XII dom. T.O. 21.06.’15

LA VITA TRA TEMEPSTA E BONACCIA: DIO NON DORME SULLE NOSTRE PAURE

tempestadal Vangelo di Marco (4,35-41)
In quel medesimo giorno, venuta la sera, disse loro: «Passiamo all’altra riva». E, congedata la folla, lo presero con sé, così com’era, nella barca. C’erano anche altre barche con lui. Ci fu una grande tempesta di vento e le onde si rovesciavano nella barca, tanto che ormai era piena. Egli se ne stava a poppa, sul cuscino, e dormiva. Allora lo svegliarono e gli dissero: «Maestro, non t’importa che siamo perduti?». Si destò, minacciò il vento e disse al mare: «Taci, calmati!». Il vento cessò e ci fu grande bonaccia. Poi disse loro: «Perché avete paura? Non avete ancora fede?». E furono presi da grande timore e si dicevano l’un l’altro: «Chi è dunque costui, che anche il vento e il mare gli obbediscono?».

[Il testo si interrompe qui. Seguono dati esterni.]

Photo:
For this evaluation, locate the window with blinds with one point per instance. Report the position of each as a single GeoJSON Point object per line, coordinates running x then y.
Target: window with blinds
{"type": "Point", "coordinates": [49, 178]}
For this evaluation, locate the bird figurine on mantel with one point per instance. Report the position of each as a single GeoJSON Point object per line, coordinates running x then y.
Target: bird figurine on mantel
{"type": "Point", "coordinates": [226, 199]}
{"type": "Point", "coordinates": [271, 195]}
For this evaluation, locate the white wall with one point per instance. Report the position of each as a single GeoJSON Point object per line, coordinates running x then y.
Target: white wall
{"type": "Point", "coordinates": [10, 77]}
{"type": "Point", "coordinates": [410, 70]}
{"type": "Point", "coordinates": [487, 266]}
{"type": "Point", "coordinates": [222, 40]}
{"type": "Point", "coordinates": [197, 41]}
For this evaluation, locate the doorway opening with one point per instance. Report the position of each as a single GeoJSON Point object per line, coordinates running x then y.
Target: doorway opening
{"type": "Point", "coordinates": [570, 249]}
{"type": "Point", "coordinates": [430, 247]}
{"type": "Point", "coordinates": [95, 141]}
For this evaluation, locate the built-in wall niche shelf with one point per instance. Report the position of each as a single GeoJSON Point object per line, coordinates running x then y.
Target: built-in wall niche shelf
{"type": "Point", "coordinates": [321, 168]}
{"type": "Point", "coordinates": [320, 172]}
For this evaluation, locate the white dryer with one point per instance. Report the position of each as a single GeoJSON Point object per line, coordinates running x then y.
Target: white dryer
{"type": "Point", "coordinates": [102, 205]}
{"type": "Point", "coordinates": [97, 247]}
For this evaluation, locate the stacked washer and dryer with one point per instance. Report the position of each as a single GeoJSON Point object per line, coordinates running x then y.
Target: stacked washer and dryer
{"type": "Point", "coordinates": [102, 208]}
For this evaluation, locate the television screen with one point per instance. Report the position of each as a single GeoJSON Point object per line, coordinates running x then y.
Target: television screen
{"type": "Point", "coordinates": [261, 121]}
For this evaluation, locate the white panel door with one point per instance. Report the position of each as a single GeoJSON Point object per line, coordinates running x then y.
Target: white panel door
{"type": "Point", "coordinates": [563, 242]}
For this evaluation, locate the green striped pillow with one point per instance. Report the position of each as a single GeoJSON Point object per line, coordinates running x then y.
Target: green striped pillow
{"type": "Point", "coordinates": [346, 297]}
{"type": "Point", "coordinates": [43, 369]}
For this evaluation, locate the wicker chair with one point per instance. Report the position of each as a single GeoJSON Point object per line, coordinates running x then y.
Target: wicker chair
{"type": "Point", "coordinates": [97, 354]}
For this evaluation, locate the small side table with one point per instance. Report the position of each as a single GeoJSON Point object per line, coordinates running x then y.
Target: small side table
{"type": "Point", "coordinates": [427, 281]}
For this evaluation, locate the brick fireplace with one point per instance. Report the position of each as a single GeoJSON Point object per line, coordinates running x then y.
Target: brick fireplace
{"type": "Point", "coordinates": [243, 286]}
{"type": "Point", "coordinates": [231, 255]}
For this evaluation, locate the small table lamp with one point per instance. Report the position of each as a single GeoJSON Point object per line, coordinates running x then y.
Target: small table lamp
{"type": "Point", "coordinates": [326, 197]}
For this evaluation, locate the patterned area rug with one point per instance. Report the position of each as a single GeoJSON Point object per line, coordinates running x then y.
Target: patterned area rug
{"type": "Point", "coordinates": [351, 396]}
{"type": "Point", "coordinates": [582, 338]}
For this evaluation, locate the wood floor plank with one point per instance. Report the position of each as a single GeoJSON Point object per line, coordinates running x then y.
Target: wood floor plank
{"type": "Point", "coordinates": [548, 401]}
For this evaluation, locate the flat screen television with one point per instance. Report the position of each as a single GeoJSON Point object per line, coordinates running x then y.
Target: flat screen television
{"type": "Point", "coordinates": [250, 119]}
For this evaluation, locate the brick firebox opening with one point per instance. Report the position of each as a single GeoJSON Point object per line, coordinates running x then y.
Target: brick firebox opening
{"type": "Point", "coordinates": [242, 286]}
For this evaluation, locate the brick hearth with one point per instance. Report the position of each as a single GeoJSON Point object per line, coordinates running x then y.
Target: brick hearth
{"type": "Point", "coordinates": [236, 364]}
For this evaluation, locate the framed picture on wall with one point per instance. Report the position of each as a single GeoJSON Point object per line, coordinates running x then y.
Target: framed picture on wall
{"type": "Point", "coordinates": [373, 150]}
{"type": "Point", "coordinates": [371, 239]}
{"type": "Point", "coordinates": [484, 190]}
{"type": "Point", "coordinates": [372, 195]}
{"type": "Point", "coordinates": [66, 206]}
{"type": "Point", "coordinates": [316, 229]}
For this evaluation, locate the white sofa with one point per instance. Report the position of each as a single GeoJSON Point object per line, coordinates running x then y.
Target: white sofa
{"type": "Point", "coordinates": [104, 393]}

Tempesta e bonaccia: una vita da vivere seriamente

Chi di noi non ha attraversato un momento particolarmente impegnativo nella sua esistenza? Un momento che può aver chiesto prudenza, coraggio, audacia, ma anche speranza, attesa, desiderio; un momento nel quale la nostra stessa vita chiede di essere presa maggiormente sul serio: una scelta di vita, una sofferenza da affrontare, un lutto da attraversare. Momenti che interpellano la mente e il cuore ma anche tante altre emozioni: cambiare casa, spostarsi per il lavoro, cercare nuove possibilità di vita, un figlio in arrivo, uno che esce di casa. Ma ci sono anche momenti in cui alcune scelte rivelano decisioni non così pienamente condivise da chi ci sta accanto: è ciò che succede a Gesù che dopo aver ammaestrato la folla dice «passiamo all’altra riva». Ma l’altra riva significa lasciare la Galilea, la Terra Promessa ed entrare in un territorio pagano, lontano dalla Legge di Mosè, attraversando il Mare di Galilea e quindi entrare nella tempesta. A volte la vita ci chiede di avere più coraggio, di spingersi dove altri non andrebbero; ci chiede di portare il nuovo anche dove non c’è senza restare chiusi nel vecchio e nell’abitudine che sa di stantio, vecchiume e muffoso.

Gesù placa la tempesta e l’inquietudine

Gesù ha una tempesta da affrontare che non è quella degli uomini: è quella di Dio. Un Dio che non si ferma ai soliti, che vuole raggiungere altri e portare con sé anche i suoi amici, infatti «lo presero con sé, così com’era, nella barca. C’erano anche altre barche con lui». Gesù vive la sua inquietudine: che la sua Parola si diffonda e che i suoi amici e discepoli vedano cosa la Parola del Dio vivente può fare anche nel cuore di chi loro stessi hanno finora considerato lontani, non religiosi, non amanti di Dio. Ed è significativo che Gesù plachi la tempesta che si è alzata: che strano, i pescatori conoscono il mare come le loro tasche eppure non si sono accorti dell’arrivo della tempesta? No, perché le tempeste del cuore e dello spirito sono improvvise, non annunciate e quando si scatenano sono così forti da fare paura: «Maestro, non t’importa che siamo perduti?», una paura colmata in sovrabbondanza dalla risposta del riposta di Gesù che è il Maestro (in greco, didáskalos) ma è anche il Signore (in greco, Kýrios): «Taci, calmati»… e ci fu bonaccia.

Gesù è un Dio che non dorme sulle nostre paure

Quante volte per paura non osiamo, non cerchiamo, tentenniamo quando sappiamo di fare qualcosa di male? Gesù rivela che Dio è capace di sfidare il male e lo vince e non tollera in noi questa paura, anzi, ci dà l’esempio e infonde fiducia. Le nostre tempeste possono essere azzittite solo con il coraggio della fede, «Perché avete paura? Non avete ancora fede?». Gesù invita i suoi, e noi con loro, ad essere più fiduciosi in Lui, anche nei suoi silenzi, anche quando sembra che stia «a poppa, sul cuscino» a dormire. A volte crediamo di essere maturi nella fede, invece siamo sempre discepoli.